Money Manners

Columnists Leonard Schwarz and Jeanne Fleming

Dear Jeanne & Leonard:

When I was a kid, my older sister’s husband gave me his set of Legos (I loved Legos and used them well into my teens). Now, many years later, my brother-in-law tells me those Legos had been given to him by a friend, a friend who now wants them back so he can give them to his son. Well, I collected Legos for years, and the ones my brother-in-law gave me are all mixed in with the rest of my collection. What should I do? Do I have to go through my Legos piece by piece and try to figure out whether each one could originally have belonged to my brother-in-law’s friend? This would take many hours and wouldn’t be particularly accurate. Also, I can’t help feeling that this is my brother-in-law’s problem to solve, not mine, since I had no reason to believe the Legos he gave me were only on loan.

— Jeremy, Twin Cities, Minnesota

Dear Jeremy:

What? You’ve got better things to do than spend a weekend going through all those boxes?

To us, it sounds as if your brother-in-law was as surprised as you were by his friend’s request. Which means that if there’s a villain in this story, it’s not your sister’s husband, but his friend who gave him the Legos, and then many years later decided he wanted them back. This guy should have known then and should realize now that once you give something away, it becomes the property of the recipient, unless you explain at the time the item changes hands that there’s a string attached.

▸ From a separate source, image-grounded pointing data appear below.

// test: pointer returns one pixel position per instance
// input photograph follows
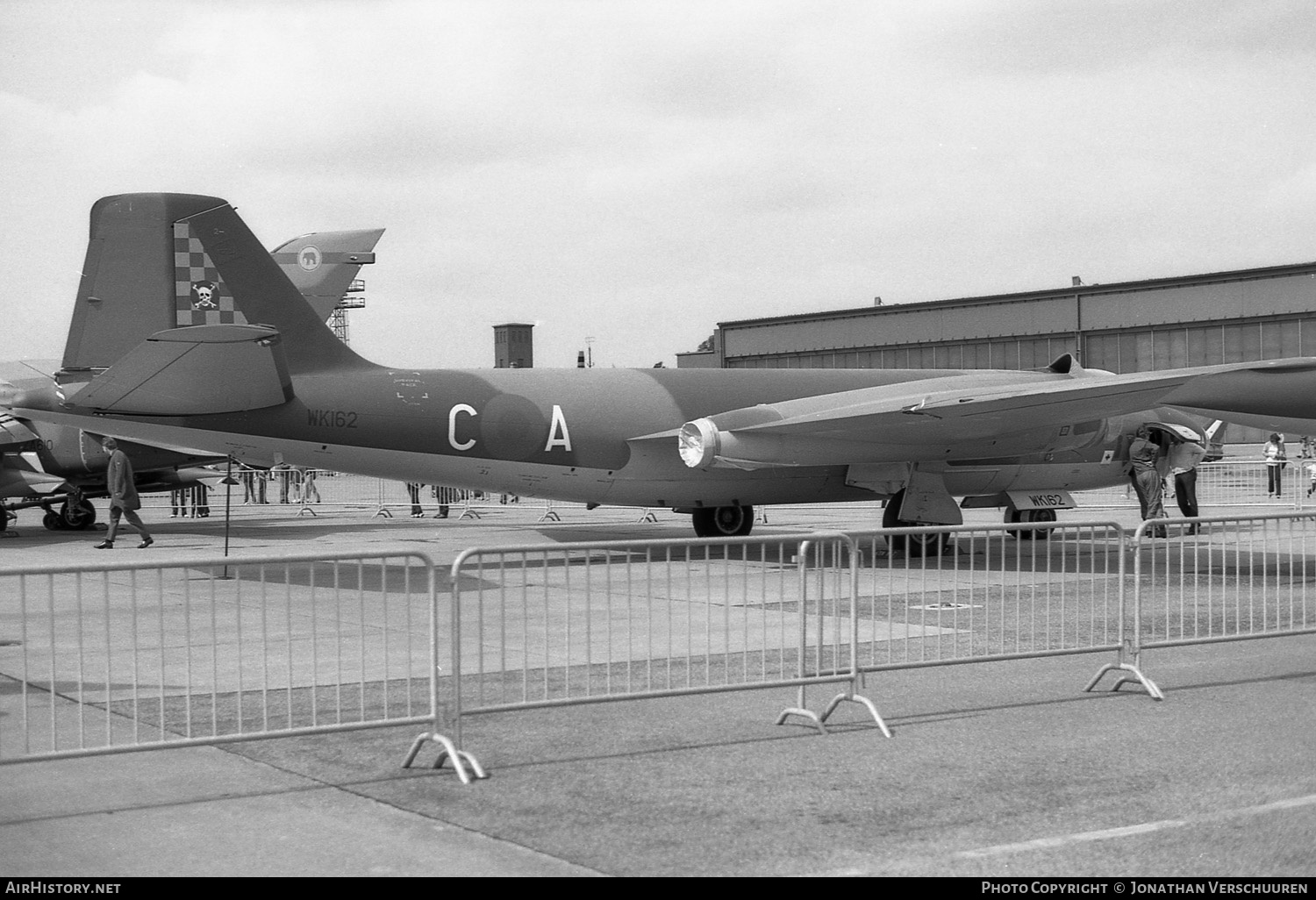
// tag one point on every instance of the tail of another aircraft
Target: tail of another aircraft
(171, 261)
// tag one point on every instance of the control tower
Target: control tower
(513, 346)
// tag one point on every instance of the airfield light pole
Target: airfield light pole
(228, 510)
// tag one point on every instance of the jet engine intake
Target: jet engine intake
(700, 442)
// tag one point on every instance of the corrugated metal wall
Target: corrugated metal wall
(1123, 328)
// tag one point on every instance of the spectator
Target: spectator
(1273, 452)
(1144, 471)
(413, 492)
(123, 496)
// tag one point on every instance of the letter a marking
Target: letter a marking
(558, 433)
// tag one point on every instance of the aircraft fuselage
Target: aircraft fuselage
(570, 433)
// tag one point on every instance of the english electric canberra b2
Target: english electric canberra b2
(187, 334)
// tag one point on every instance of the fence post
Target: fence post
(381, 510)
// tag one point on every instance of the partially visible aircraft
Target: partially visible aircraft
(265, 376)
(61, 468)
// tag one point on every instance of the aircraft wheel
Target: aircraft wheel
(79, 516)
(724, 521)
(916, 545)
(1029, 516)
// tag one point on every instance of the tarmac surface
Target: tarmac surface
(1003, 768)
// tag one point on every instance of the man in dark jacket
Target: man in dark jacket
(123, 496)
(1147, 476)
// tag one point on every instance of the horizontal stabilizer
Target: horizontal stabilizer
(194, 371)
(15, 434)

Still, there’s no indication that either he or your brother-in-law acted with a black heart. On the contrary, it appears that each of them meant to do something nice in passing on the Legos. So we suggest you make a good faith estimate of the number of pieces that came from the friend and return that many, without worrying about the provenance of the specific ones you give him. If the original owner is dissatisfied, too bad for him. In returning a fair number, you’ll be doing him a kindness and your brother-in-law a favor. All either of them should say is “Thank you.”

Dear Jeanne & Leonard:

How much money should I spend on a holiday gift for my boyfriend of two months? We’re each in our late 20s and employed full time. My concern is that I don’t want to give him something so expensive that it seems like I think our relationship is more advanced than it is, or so cheap that it seems like I don’t care.

— Hannah, San Antonio, Texas

Dear Hannah:

That’ll teach you to begin a romantic relationship so late in the year.

Kidding aside, the best thing to do is give your boyfriend something that doesn’t have a price tag associated with it. A big basket filled with the recipient’s favorite homemade baked goods is something others facing your dilemma often have turned to, and we trust you can think of comparable options if your skills don’t lie in the culinary arts.

Happy holidays to you and your boyfriend, Hannah. Please let us know what he decides to give you.